Figli perfetti o invisibili?


Numerose richieste di psicoterapia nascono oggi dal bisogno, spesso sollecitato dalla scuola, di intervenire sul disagio infantile, scolastico, comportamentale, relazionale, emotivo.
Bambini che sviluppano un sintomo, che manifestano un problema, che sperimentano talvolta visibilità attraverso l’espressione di una richiesta implicita di aiuto.
Intervenire con una prospettiva sistemico relazionale sul disagio infantile permette di incontrare la famiglia del bambino e di ricercare insieme i significati relazionali che il sintomo individuale sottende, nonché di attivare le risorse bloccate ma presenti, riconoscendo la competenza genitoriale, spesso provata dai vissuti di impotenza e frustrazione. Il sintomo di un bambino si configura quindi come un’eccezionale possibilità di crescita per l’intero sistema familiare.
Questo articolo si propone di offrire uno spazio di riflessione alternativo, rivolto a quei bambini che apparentemente “non danno mai problemi”, bambini che sembrano “già grandi”, che coltivano prematuramente successi scolastici e rendimenti ottimali.
Esulando dal rischio di problematizzare aspetti “naturali” temperamentali, attitudinali o transitori, l’obiettivo è quello di potersi interrogare sulla possibilità emotiva di espressione dei propri bisogni che un bambino sente di poter avere.
Senza ricorrere necessariamente alla definizione di “bambini adultizzati”, è importante sensibilizzare la consapevolezza sui rischi e i significati che possono celarsi dietro gli aspetti rigidamente e precocemente maturi di un bambino.
Tutti i bambini svolgono una funzione protettiva verso il proprio sistema familiare di appartenenza, partecipano emotivamente sin dalla loro procreazione ai vissuti emotivi che la famiglia attraversa.
I bambini possono non essere resi partecipi consapevolmente di aneddoti dolorosi, di crisi coniugali, di antichi conflitti ma inevitabilmente lì vivono.
Non è auspicabile preservare un figlio dagli aspetti umani di sofferenza, immaginando illusoriamente una campana di vetro ma è fondamentale creare lo spazio di riconoscimento e ascolto dei suoi bisogni.
Un bambino che non da mai problemi talvolta è un bambino che sente che i genitori sono troppo assorti dai propri dolori, adulti fragili che non potrebbero sostenere richieste altre.
Talvolta la loro espressione di malessere non legittimata attraverso il comportamento e la parola si manifesta con il corpo, sviluppando sintomi psicosomatici.
Inconsapevolmente sono bambini che possono percepirsi come fonte di soddisfazione per mamma e papà, sentendo di non poterli deludere.

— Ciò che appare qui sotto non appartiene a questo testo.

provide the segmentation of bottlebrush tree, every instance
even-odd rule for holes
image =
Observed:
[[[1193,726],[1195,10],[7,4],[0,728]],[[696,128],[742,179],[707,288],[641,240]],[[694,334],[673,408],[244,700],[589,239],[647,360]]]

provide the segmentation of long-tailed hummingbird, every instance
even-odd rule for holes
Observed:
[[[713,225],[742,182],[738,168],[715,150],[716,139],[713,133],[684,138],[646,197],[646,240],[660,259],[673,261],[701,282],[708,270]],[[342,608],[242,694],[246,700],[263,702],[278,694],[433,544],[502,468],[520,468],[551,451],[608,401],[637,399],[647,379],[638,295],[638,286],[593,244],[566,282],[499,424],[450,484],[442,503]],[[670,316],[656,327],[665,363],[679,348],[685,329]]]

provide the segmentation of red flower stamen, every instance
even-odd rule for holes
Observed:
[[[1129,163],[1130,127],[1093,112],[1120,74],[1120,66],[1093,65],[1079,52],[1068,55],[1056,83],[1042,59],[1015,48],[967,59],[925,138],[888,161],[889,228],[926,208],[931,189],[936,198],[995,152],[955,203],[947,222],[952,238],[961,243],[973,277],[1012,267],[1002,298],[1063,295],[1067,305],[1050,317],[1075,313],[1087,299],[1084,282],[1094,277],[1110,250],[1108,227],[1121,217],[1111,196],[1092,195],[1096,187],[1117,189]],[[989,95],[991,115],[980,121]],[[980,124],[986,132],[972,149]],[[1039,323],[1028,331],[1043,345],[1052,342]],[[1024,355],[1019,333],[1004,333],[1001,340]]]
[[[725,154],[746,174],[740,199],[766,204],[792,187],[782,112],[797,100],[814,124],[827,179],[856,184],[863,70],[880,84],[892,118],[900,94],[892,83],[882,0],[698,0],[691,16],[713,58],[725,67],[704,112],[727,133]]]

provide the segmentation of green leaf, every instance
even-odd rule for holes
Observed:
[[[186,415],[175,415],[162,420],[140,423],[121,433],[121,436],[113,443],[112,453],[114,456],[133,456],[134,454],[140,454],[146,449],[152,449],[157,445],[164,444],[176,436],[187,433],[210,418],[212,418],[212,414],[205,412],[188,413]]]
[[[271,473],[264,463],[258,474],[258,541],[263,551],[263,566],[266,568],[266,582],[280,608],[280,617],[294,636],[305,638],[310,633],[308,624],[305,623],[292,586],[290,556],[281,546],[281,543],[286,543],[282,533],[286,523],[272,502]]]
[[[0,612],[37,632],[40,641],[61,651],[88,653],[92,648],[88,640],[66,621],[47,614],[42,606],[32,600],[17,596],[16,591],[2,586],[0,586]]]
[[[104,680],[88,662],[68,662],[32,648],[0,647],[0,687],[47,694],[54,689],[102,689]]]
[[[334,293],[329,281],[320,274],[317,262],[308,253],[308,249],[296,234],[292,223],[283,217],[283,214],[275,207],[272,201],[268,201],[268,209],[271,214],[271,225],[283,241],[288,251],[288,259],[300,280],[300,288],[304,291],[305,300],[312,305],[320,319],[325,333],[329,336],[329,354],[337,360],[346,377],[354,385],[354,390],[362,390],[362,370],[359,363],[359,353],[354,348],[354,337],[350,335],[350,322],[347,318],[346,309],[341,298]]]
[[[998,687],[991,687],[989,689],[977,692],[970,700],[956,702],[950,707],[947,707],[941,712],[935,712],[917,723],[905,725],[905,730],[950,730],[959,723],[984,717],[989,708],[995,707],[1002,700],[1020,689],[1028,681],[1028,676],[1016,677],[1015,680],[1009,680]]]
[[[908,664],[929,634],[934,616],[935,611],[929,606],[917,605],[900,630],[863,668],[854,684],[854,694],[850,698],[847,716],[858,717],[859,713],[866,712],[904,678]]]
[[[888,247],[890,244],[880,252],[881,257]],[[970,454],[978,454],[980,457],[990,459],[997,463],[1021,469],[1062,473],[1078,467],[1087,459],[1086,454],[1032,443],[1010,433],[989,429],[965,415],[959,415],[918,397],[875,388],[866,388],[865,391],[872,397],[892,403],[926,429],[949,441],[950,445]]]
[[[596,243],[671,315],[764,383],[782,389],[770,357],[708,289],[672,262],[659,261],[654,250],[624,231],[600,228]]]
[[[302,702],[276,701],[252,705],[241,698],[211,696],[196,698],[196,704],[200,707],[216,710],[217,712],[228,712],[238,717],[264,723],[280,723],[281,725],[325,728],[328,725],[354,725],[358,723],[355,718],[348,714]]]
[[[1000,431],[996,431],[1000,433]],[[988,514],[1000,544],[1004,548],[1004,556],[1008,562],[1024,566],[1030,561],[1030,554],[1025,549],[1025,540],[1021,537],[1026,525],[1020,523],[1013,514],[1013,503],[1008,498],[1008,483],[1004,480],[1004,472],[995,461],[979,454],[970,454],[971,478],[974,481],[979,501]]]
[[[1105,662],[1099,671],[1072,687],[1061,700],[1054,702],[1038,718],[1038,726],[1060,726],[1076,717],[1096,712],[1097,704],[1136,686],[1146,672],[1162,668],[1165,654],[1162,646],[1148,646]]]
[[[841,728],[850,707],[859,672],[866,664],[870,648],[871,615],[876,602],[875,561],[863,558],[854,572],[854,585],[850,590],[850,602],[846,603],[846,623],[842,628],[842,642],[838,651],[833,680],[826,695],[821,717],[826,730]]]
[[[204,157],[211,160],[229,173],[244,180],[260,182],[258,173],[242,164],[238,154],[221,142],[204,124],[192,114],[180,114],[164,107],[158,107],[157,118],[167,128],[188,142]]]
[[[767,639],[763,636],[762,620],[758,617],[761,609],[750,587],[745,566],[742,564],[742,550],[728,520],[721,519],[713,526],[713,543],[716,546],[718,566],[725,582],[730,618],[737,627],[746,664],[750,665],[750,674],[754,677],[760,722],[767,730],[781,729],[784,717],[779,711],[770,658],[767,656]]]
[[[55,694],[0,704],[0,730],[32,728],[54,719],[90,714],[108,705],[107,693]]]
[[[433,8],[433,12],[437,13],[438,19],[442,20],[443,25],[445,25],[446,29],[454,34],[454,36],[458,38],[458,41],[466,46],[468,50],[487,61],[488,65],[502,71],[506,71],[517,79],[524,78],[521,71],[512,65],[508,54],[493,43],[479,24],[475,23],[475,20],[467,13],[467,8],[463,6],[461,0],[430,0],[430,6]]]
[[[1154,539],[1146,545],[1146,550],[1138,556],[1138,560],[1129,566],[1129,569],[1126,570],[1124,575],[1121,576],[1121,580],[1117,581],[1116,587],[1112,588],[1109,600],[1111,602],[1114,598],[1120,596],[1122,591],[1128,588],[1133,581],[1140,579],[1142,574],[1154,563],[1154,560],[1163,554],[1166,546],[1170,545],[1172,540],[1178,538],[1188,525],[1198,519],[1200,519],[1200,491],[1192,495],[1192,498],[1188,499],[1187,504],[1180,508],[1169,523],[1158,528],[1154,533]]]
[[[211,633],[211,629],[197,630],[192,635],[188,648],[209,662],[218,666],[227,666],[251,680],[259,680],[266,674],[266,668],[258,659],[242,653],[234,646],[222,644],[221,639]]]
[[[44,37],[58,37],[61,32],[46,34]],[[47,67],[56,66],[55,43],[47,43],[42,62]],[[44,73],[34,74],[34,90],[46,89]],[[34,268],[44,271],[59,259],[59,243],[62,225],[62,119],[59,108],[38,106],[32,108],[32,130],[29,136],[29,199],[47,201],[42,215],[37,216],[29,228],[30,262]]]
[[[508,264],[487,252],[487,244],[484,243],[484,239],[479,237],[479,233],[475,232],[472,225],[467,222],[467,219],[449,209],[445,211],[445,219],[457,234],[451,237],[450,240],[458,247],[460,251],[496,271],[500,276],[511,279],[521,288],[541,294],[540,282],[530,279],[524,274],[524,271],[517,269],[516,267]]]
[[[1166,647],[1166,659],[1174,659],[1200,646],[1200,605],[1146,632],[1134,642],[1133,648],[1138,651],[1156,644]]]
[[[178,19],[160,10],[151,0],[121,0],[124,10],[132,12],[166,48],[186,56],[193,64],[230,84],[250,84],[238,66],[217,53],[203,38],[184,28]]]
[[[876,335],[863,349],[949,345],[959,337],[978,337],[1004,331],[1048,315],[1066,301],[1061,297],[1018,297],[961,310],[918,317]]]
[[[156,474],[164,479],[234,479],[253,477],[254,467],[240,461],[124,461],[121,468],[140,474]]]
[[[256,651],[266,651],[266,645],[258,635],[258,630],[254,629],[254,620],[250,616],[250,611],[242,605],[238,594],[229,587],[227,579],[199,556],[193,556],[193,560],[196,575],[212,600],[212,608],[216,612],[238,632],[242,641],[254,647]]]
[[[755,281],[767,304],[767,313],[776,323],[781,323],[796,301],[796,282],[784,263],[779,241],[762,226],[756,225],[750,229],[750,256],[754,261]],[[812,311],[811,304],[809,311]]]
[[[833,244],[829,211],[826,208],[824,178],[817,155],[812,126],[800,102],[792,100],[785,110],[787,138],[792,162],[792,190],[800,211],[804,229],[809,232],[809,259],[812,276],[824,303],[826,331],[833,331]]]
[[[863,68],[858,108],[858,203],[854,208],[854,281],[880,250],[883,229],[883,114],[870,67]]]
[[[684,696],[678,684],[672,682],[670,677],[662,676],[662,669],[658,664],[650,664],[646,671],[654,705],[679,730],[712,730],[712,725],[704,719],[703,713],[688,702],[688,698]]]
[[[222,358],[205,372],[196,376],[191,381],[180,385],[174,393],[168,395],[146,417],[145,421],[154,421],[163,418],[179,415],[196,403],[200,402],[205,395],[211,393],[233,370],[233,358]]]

La delusione è invece fondamentale per crescere e per essere esperita richiede che un figlio senta la profonda consapevolezza di essere amato dai suoi genitori indipendentemente dai propri traguardi e insuccessi.
Un bambino che ha fatto esperienza di un’illusoria infallibilità con molta probabilità diventerà un adulto con alte e rigide aspettative verso se stesso, orientato al senso del dovere e poco incline ad affidarsi e a potere contattare e esprimere i propri bisogni, spesso coinvolto in alti livelli di ansia da prestazione.
Lavorare con le famiglie nella mia esperienza clinica mi offre la straordinaria possibilità di riconoscere come, laddove c’è più di un figlio, i fratelli tendono inconsapevolmente a “dividersi i compiti”, il “figlio bravo” (solitamente il primogenito), che sperimenta visibilità attraverso i propri successi e “il figlio problematico” che la ricerca “dando problemi”.
La psicoterapia familiare diviene quindi un territorio privilegiato dove poter ribilanciare le parti, rendendo le funzioni più flessibili in favore di un incontro con e tra le persone.
È quindi fondamentale anche per i clinici non colludere con la rigida “spartizione dei ruoli” ma incuriosirsi del bambino che sta composto sulla sedia quanto di quello che mette a soqquadro la stanza di psicoterapia, stimolando nei genitori la medesima attenzione.